Russell examines the process during the 19th century whereby Africans in the Caribbean diaspora considered, and gave expression to, their desire to contribute to the development of their motherland. Through the cooperative efforts of Baptists in Jamaica and the Baptist Missionary Society of London --and notwithstanding the challenges involved--a mission to West Africa was undertaken.
Believing anew that the subject he pursues has suffered from neglect and is in need of careful study, Russell offers an interpretation of the motivation behind the effort made by Baptists in Jamaica to contribute to African Christian mission, and the reasons why the mission did not realize its full potential.

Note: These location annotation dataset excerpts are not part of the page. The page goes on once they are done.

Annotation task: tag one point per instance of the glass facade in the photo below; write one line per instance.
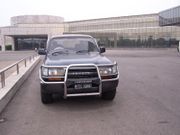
(170, 17)
(128, 31)
(30, 43)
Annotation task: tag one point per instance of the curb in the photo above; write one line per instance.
(15, 87)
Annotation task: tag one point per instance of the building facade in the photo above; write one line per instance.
(149, 30)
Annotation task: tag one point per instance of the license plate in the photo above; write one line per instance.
(82, 86)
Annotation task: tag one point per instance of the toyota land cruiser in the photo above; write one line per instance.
(75, 66)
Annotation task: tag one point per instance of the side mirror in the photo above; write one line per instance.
(42, 51)
(102, 49)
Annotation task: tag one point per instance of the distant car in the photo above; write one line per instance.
(41, 50)
(74, 66)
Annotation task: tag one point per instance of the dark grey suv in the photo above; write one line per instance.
(74, 66)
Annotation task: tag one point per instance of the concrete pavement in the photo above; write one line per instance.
(147, 102)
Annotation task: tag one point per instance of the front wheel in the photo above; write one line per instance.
(109, 95)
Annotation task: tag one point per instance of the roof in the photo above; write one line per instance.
(71, 35)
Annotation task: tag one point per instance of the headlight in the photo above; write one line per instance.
(108, 70)
(53, 71)
(44, 71)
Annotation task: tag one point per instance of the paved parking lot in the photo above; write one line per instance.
(147, 102)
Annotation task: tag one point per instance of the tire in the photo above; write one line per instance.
(109, 95)
(46, 98)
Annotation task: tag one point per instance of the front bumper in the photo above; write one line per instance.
(62, 87)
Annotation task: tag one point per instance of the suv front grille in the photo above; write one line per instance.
(82, 72)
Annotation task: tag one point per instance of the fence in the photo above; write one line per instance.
(17, 66)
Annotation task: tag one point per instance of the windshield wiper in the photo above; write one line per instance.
(59, 52)
(82, 51)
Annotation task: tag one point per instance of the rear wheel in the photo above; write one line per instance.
(109, 95)
(46, 98)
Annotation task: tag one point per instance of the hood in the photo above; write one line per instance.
(81, 58)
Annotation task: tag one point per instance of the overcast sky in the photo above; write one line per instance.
(73, 10)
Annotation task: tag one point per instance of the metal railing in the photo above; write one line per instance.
(17, 65)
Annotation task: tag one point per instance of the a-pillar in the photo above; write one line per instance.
(13, 43)
(3, 43)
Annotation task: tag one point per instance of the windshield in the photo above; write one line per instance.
(72, 45)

Russell's study focuses on the ecclesiastical aspects of the relationship between the West Indies and West Africa up to the middle of the 19th century. First, he analyzes the forces responsible for the creation within the Jamaica Baptist community of two separate church groupings, one led by missionaries and the other by deacons and elders. Second, Russell assesses how far the success of the mission to the Cameroon was prejudiced by issues related to the bifurcated leadership system in the Baptist churches in Jamaica, and the link with the Baptist Missionary Society of London. Third, Russell probes the consequences, especially for the Jamaica Baptist effort, of the structural transformation from mission to church.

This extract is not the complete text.